É, com efeito, o nº 1 do art. 1714º do Código Civil que determina que «não é permitido alterar, depois da celebração do casamento, nem as convenções antenupciais nem os regimes de bens legalmente fixados», acrescentando o seu nº 2 que «consideram-se abrangidos pelas proibições do número anterior os contratos de compra e venda e sociedade entre os cônjuges, excepto quando estes se encontrem separados judicialmente de pessoas e bens».
Quanto à interpretação literal que Montenegro fez do art. 6º, nº 2, do REFTCP, ela permitiu-lhe alegar, durante algum tempo – embora sem razão – que, uma vez que tinha deixado de ser gerente da Spinumviva em 30.06.2022, não teria desde então exercido, para além da de Primeiro-Ministro, qualquer outra função profissional…
Só que, embora a letra do art. 6º, nº 2 do REFTCP só aluda à proibição de os titulares de cargos políticos exercerem «quaisquer outras funções profissionais remuneradas ou não», o princípio da exclusividade do exercício de funções públicas também abrange a vertente remuneratória, com o que visa garantir que o detentor do cargo político não aufere outros benefícios económicos, sobretudo de empresas, susceptíveis de pôr em causa a sua independência.
Montenegro não pode ignorar aquilo que os estudantes de Direito aprendem logo no 1º ano do curso: a interpretação de uma norma jurídica «não deve cingir-se à letra da lei», devendo «reconstituir a partir dos textos o pensamento legislativo, tendo sobretudo em conta a unidade do sistema jurídico, as circunstâncias em que a lei foi elaborada e as condições específicas do tempo em que é aplicada» 3.

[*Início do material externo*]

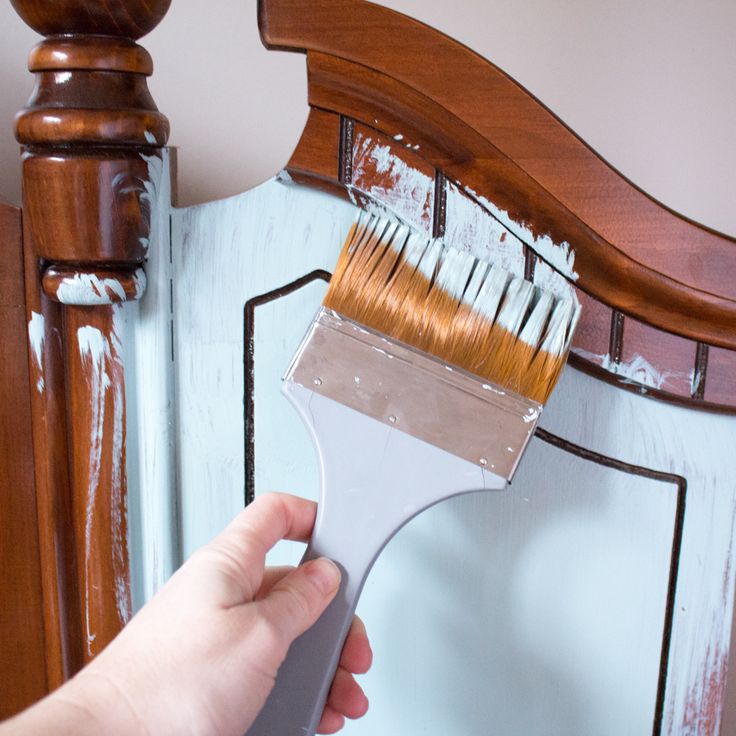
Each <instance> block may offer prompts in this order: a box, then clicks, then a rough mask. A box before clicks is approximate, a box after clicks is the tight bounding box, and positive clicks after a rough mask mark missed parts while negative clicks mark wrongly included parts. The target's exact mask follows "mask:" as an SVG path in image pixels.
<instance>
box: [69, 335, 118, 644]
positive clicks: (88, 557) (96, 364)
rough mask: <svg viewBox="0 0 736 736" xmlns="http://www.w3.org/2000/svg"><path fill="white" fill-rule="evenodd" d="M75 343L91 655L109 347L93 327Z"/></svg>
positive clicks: (88, 637) (85, 612)
mask: <svg viewBox="0 0 736 736" xmlns="http://www.w3.org/2000/svg"><path fill="white" fill-rule="evenodd" d="M77 343H78V345H79V354H80V357H81V359H82V370H83V373H84V377H85V381H86V383H87V387H88V389H89V393H90V409H91V430H90V431H91V436H90V444H89V447H90V452H89V460H88V462H89V465H88V477H89V488H88V490H87V506H86V508H85V513H84V551H85V558H84V568H85V574H84V578H85V623H86V627H87V652H88V654H89V655H90V656H91V655H92V642H93V641H94V640H95V637H96V634H95V633H93V632H92V631H91V630H90V611H89V577H90V573H89V568H90V552H91V547H92V525H93V523H94V510H95V501H96V499H97V490H98V488H99V484H100V466H101V463H102V439H103V430H104V426H105V395H106V393H107V390H108V389H109V388H110V376H109V375H108V373H107V366H106V362H107V360H109V358H110V344H109V342H108V341H107V338H106V337H105V335H104V334H103V333H102V331H101V330H99V329H98V328H97V327H91V326H85V327H80V328H79V329H78V330H77Z"/></svg>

Sabe-se hoje que o PM – apesar de o ter sempre desmentido e de jamais o ter admitido – recebeu, mensalmente, desde que tomou posse, uma avença de 4.500,00 €, paga à Spinumviva pela empresa Solverde, uma vez que, sendo casado no regime de comunhão de adquiridos, os proventos gerados por aquela empresa reverteram para o agregado familiar de que ele faz parte, bem como para a respectiva economia comum.4
Jorge Reis Novais, constitucionalista e professor catedrático jubilado da Faculdade de Direito de Lisboa, sustenta que «um primeiro-ministro não pode receber uma avença de uma empresa, qualquer que ela seja, quando está em funções» e que o que já se conhece sobre este assunto «é suficientemente grave para não permitir (…) a continuidade do primeiro-ministro em funções».5
Em função do exposto, se tivesse algum decoro, Luís Montenegro devia demitir-se já do cargo de PM, sem mais manobras e evasivas políticas, como a de ficar à espera do “chumbo” da moção de confiança que o seu Governo vai apresentar na AR…
1 Diário de Notícias, 05.03.2025.
2 SIC Notícias, 19.02.2025.
3 Art. 9º, nº 1, do Código Civil.
4 Paulo Veiga e Moura em declarações à SIC Notícias em 28.02.2025.
5 Entrevista à Rádio Renascença em 28.02.2025.